Essentially, carriages, sedan chairs and saddles can be seen – after all, far more popes in history did not own an automobile. Pius VII, whose pontificate lasted from 1800 to 1823, was the first to ever use a vehicle. When he was no longer on the back of a horse for a procession, but in a carriage, it was like a revolution in progress.

Mercedes provides most of the vehicles

Pius XI. In any case, he covered more than 27,000 kilometers in the Graham-Paige and in his Mercedes he even managed 40,000. His successor Pius XII. expanded the relationship with Daimler, with which the idea of ​​Robert Katzenstein, advertising strategist in the service of the Mercedes-Benz brand in 1929, led to a lasting relationship: the Popes still drive Mercedes today. Not exclusively, but most often the brand with the star is visible.

No other company provided so many carriages for the popes and built so many custom-made items: The historical papamobiles were all lengthened so that a large armchair could fit into the back room. There were also S-Class models or the early 600 as a landaulet – with a roof that remained closed at the front but could be opened at the rear.
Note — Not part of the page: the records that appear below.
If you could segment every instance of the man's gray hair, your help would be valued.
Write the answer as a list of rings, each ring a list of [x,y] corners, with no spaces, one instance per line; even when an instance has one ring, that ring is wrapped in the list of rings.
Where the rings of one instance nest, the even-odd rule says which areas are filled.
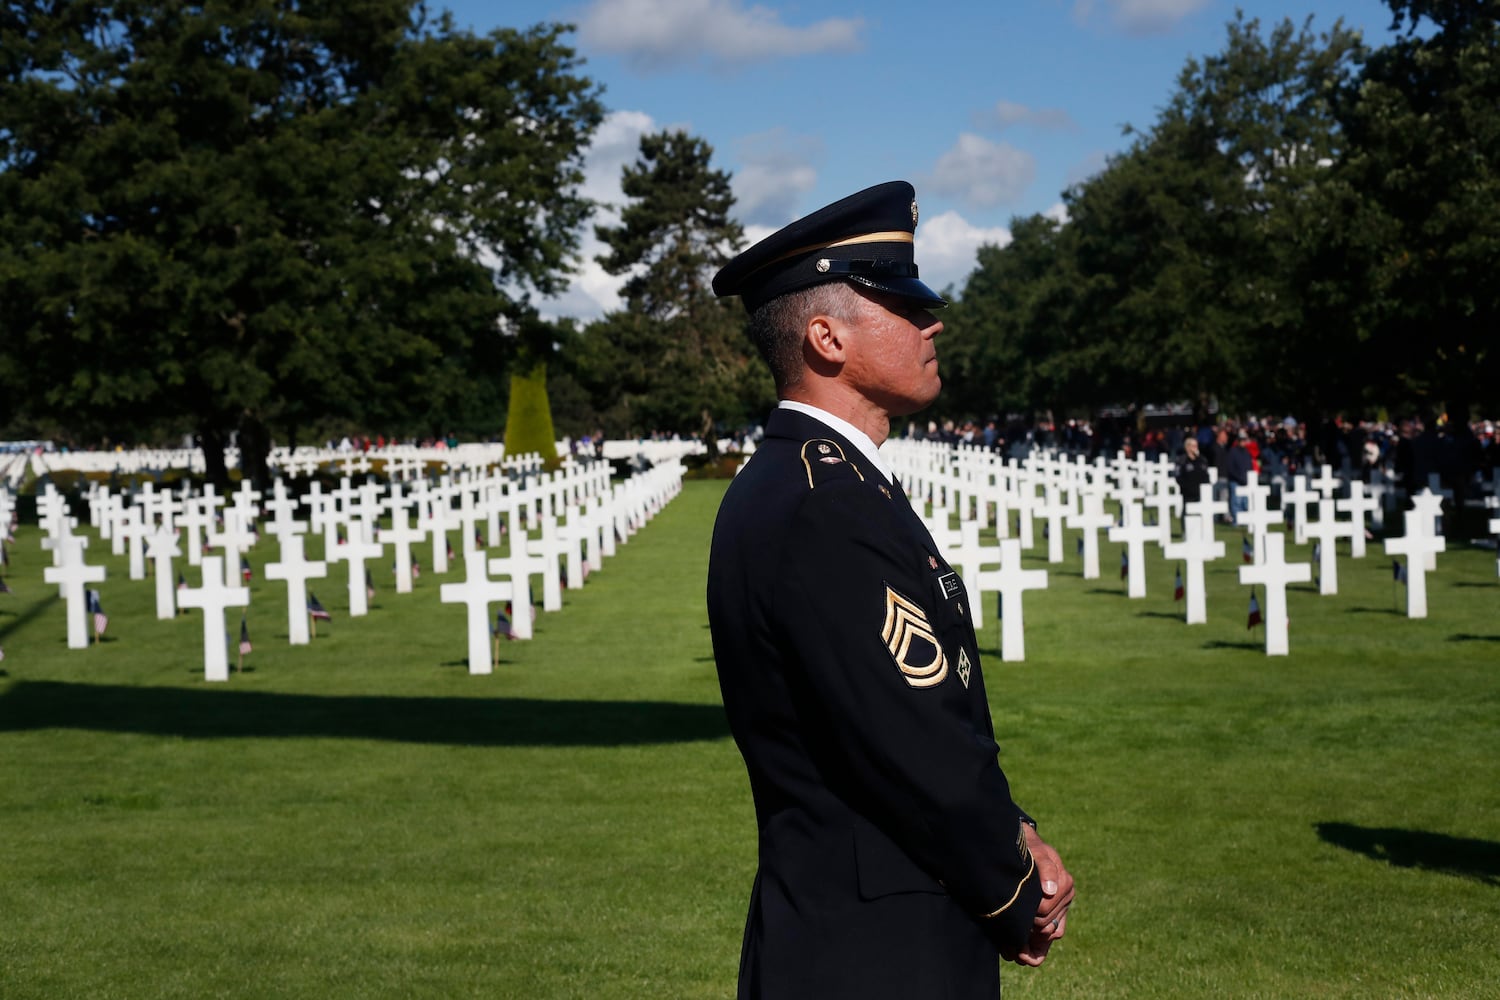
[[[828,281],[780,295],[750,314],[750,339],[771,369],[781,391],[802,381],[802,337],[807,321],[819,314],[849,321],[860,295],[844,281]]]

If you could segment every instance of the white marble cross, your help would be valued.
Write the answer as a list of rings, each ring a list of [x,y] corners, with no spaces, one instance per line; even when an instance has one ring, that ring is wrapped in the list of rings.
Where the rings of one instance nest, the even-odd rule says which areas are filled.
[[[1016,490],[1011,495],[1010,505],[1016,511],[1016,535],[1021,548],[1030,551],[1036,544],[1034,519],[1041,507],[1041,500],[1036,495],[1036,479],[1031,473],[1022,471],[1016,476]]]
[[[1424,491],[1425,493],[1426,491]],[[1413,497],[1415,503],[1420,497]],[[1442,498],[1437,497],[1438,503]],[[1416,516],[1412,516],[1416,515]],[[1406,617],[1427,617],[1427,560],[1436,561],[1437,553],[1444,551],[1448,542],[1433,529],[1429,517],[1413,510],[1406,518],[1406,534],[1400,538],[1385,540],[1385,553],[1390,556],[1406,556]]]
[[[932,516],[922,518],[922,523],[927,525],[927,533],[932,536],[933,544],[939,549],[951,548],[959,544],[961,535],[958,528],[952,527],[953,511],[947,507],[932,505]]]
[[[328,575],[328,563],[309,561],[301,535],[279,535],[281,561],[266,564],[267,580],[286,581],[286,632],[293,646],[311,642],[307,627],[307,581]]]
[[[396,551],[396,593],[411,593],[411,547],[426,537],[420,528],[412,527],[404,504],[392,510],[391,526],[380,529],[380,540]]]
[[[177,581],[172,575],[172,559],[182,555],[182,549],[177,546],[177,532],[166,525],[157,526],[156,530],[146,537],[146,558],[151,560],[152,569],[156,574],[156,617],[160,619],[171,619],[177,617]]]
[[[135,506],[121,511],[120,521],[115,525],[115,536],[124,536],[125,539],[130,561],[129,576],[132,580],[146,579],[146,546],[143,543],[153,527],[154,525],[147,523],[144,511]]]
[[[567,520],[557,528],[557,537],[562,539],[564,545],[563,581],[569,590],[578,590],[583,586],[584,567],[587,565],[583,549],[588,531],[584,527],[582,509],[578,503],[569,503],[563,510]]]
[[[1286,536],[1270,532],[1265,541],[1256,546],[1257,554],[1264,557],[1253,566],[1240,567],[1240,583],[1261,584],[1265,588],[1263,621],[1266,626],[1266,655],[1285,656],[1290,651],[1287,642],[1288,619],[1286,614],[1286,588],[1293,583],[1306,583],[1312,579],[1311,563],[1289,563],[1286,561]]]
[[[314,479],[307,496],[302,498],[302,504],[307,508],[308,527],[323,536],[323,555],[326,557],[339,543],[338,501],[332,494],[324,493],[323,484]]]
[[[62,593],[62,598],[68,605],[68,648],[87,649],[89,646],[88,628],[88,598],[84,593],[85,584],[100,583],[104,580],[105,572],[103,566],[90,566],[83,561],[83,547],[86,539],[77,535],[59,535],[56,538],[59,543],[54,549],[60,557],[56,566],[48,566],[42,571],[42,579],[47,583],[55,583]]]
[[[104,527],[100,530],[99,537],[109,539],[110,555],[125,554],[125,532],[121,529],[125,526],[126,510],[123,496],[117,493],[109,498],[104,510]]]
[[[1358,482],[1358,480],[1356,480]],[[1339,592],[1338,540],[1352,538],[1355,532],[1353,521],[1340,521],[1335,511],[1337,501],[1328,497],[1318,500],[1318,519],[1309,521],[1307,537],[1317,543],[1318,548],[1318,593]],[[1360,532],[1363,536],[1364,532]]]
[[[354,501],[359,496],[359,490],[350,481],[348,476],[339,479],[337,489],[329,490],[328,496],[333,498],[333,512],[337,515],[339,523],[348,521],[354,516]]]
[[[1349,497],[1334,502],[1334,509],[1348,514],[1354,522],[1354,532],[1349,536],[1349,555],[1354,559],[1365,557],[1365,517],[1380,510],[1380,502],[1365,492],[1362,479],[1349,480]]]
[[[1316,479],[1308,483],[1320,494],[1332,500],[1339,495],[1339,477],[1333,474],[1333,466],[1324,465]]]
[[[1420,521],[1420,530],[1423,534],[1441,538],[1443,536],[1442,518],[1443,495],[1441,493],[1434,492],[1429,488],[1411,498],[1411,510],[1407,511],[1406,520],[1411,521],[1416,519]],[[1413,529],[1409,524],[1407,525],[1406,533],[1408,535],[1412,534],[1414,530],[1418,529]],[[1431,549],[1423,555],[1422,565],[1427,572],[1431,573],[1437,569],[1437,553],[1442,551],[1442,549]]]
[[[1307,508],[1321,495],[1307,488],[1306,476],[1293,476],[1292,488],[1281,492],[1281,509],[1291,518],[1292,540],[1298,545],[1307,544]]]
[[[384,551],[385,546],[371,539],[369,525],[364,521],[351,522],[348,541],[334,547],[334,554],[330,558],[349,565],[350,618],[360,618],[370,613],[370,595],[365,591],[369,579],[365,574],[365,560],[377,559]]]
[[[245,508],[230,507],[224,511],[224,529],[210,534],[216,547],[224,552],[224,586],[232,587],[240,578],[240,557],[255,542],[254,530],[245,520]],[[206,557],[205,557],[206,558]]]
[[[474,491],[469,487],[462,487],[458,495],[458,511],[454,519],[458,522],[458,533],[464,557],[468,558],[479,547],[474,538],[474,526],[479,523],[480,518],[485,517],[484,511],[474,505]],[[495,545],[499,539],[491,537],[489,545]]]
[[[1065,500],[1055,483],[1048,483],[1046,500],[1036,508],[1036,513],[1047,522],[1047,561],[1063,561],[1063,522],[1073,514],[1073,504]]]
[[[234,514],[233,511],[225,513]],[[203,557],[203,586],[184,588],[177,603],[184,608],[203,611],[203,679],[229,680],[228,633],[224,630],[224,609],[243,608],[250,604],[250,591],[225,585],[226,571],[220,556]]]
[[[1220,514],[1226,516],[1229,514],[1229,502],[1226,500],[1215,500],[1214,491],[1205,485],[1198,491],[1198,499],[1189,500],[1182,505],[1182,512],[1184,517],[1203,518],[1203,523],[1212,531],[1214,519]]]
[[[453,527],[448,490],[440,487],[428,495],[422,507],[421,527],[432,534],[432,571],[448,572],[448,531]]]
[[[1213,520],[1201,514],[1186,515],[1182,519],[1182,541],[1169,542],[1165,551],[1168,559],[1180,559],[1187,567],[1187,576],[1182,585],[1182,596],[1187,605],[1187,624],[1206,623],[1208,600],[1203,567],[1215,559],[1224,558],[1224,543],[1214,537]]]
[[[1083,578],[1099,579],[1099,532],[1114,524],[1104,512],[1104,497],[1093,489],[1083,493],[1083,510],[1068,518],[1068,526],[1083,532]]]
[[[965,521],[958,526],[958,544],[939,548],[943,559],[958,571],[964,589],[974,596],[969,617],[975,629],[984,627],[984,601],[980,599],[980,571],[1000,561],[1000,550],[979,541],[979,521]]]
[[[1257,563],[1261,562],[1266,551],[1265,538],[1271,525],[1280,524],[1286,518],[1285,511],[1271,507],[1271,487],[1262,485],[1258,481],[1259,478],[1256,473],[1252,472],[1249,475],[1249,481],[1239,488],[1240,495],[1248,498],[1249,506],[1234,516],[1235,524],[1250,529]]]
[[[1157,537],[1153,541],[1158,545],[1168,544],[1172,541],[1172,519],[1182,511],[1182,494],[1177,485],[1162,480],[1156,492],[1146,498],[1146,506],[1156,513]]]
[[[445,583],[438,588],[438,599],[444,604],[465,604],[469,609],[469,673],[488,674],[494,672],[490,657],[490,605],[496,601],[511,600],[514,588],[508,580],[491,580],[485,572],[486,559],[482,553],[473,553],[464,559],[464,581]],[[522,611],[526,613],[523,615]],[[530,608],[522,609],[516,602],[516,618],[524,618],[530,627]]]
[[[203,530],[212,528],[214,514],[212,501],[208,497],[196,497],[184,503],[182,515],[177,523],[186,532],[187,561],[189,566],[203,562]]]
[[[526,554],[526,545],[517,543],[517,538],[524,538],[519,530],[520,512],[515,508],[510,511],[512,536],[510,544],[506,547],[506,554],[497,556],[489,561],[489,570],[499,577],[506,578],[510,583],[511,592],[511,628],[515,630],[517,639],[530,639],[531,628],[531,573],[536,568],[532,558]],[[471,560],[483,559],[483,552],[476,552],[469,558]]]
[[[976,602],[983,600],[982,595],[985,593],[1000,595],[1000,659],[1005,662],[1015,663],[1026,659],[1026,624],[1021,596],[1028,590],[1046,586],[1046,570],[1022,568],[1021,540],[1001,539],[1000,568],[980,572]]]
[[[272,497],[266,501],[266,510],[271,515],[271,523],[266,530],[277,538],[286,535],[300,535],[307,530],[307,524],[297,520],[297,508],[301,506],[296,497],[289,496],[286,484],[280,479],[272,485]]]
[[[1127,502],[1121,511],[1125,523],[1109,529],[1109,540],[1125,543],[1125,572],[1127,597],[1146,596],[1146,543],[1156,541],[1160,532],[1154,524],[1147,524],[1141,516],[1141,505],[1134,500]]]
[[[511,545],[523,545],[526,554],[541,560],[542,610],[562,610],[562,559],[568,552],[568,542],[557,530],[557,516],[543,514],[538,527],[541,538],[528,539],[524,534],[513,536]]]
[[[253,524],[260,516],[260,498],[263,494],[255,488],[255,484],[245,479],[240,481],[239,491],[234,494],[234,509],[240,512],[240,519],[246,524]]]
And everything, says Pietro Amato, because of Pius XII’s health problems. "He had a back problem, which is probably why he always held himself up like this."

Pope gives instructions about buttons

The hierarchy is also evident in the car. The Pope didn’t have to speak to his chauffeur – it would have been difficult because he was sitting so far back and because the cars made a lot of noise at the time. So the manufacturers installed a special signaling system for the passenger in the famous first Mercedes. At the back there is a keyboard, similar to a doorbell system on the door of an apartment building. Instead of family names, the words "avanti, indietro, adagio, forte, destra, sinistra, ferma, Vaticano" are to be read, and that means: forwards, backwards, slowly, quickly, right, left, stop, to the Vatican.

In the Mercedes it says “sinistra, destra, presto, adagio, volta, casa, old” – left, right, fast, slow, turn around, home, stop. The chauffeur received these commands as a light signal on the dashboard and then obeyed.

To important meetings in the Vatican

Just like Amato does. He doesn’t think about the pension, he doesn’t have to decide when to retire. “You stay until the Pope dismisses you.” Amato puts on his coat, puts on his hat, and suddenly he no longer looks like a clergyman.

He is also not sad to leave the Vatican again, even if everyone who meets him here knows and greets him. Most of his museum is located in the Lateran Palace, the official seat of the Pope as a Roman bishop. "I only come to important meetings in the Vatican," says Amato. “Otherwise I prefer to stay invisible.” But he still wants to fight for his new and better mobility museum.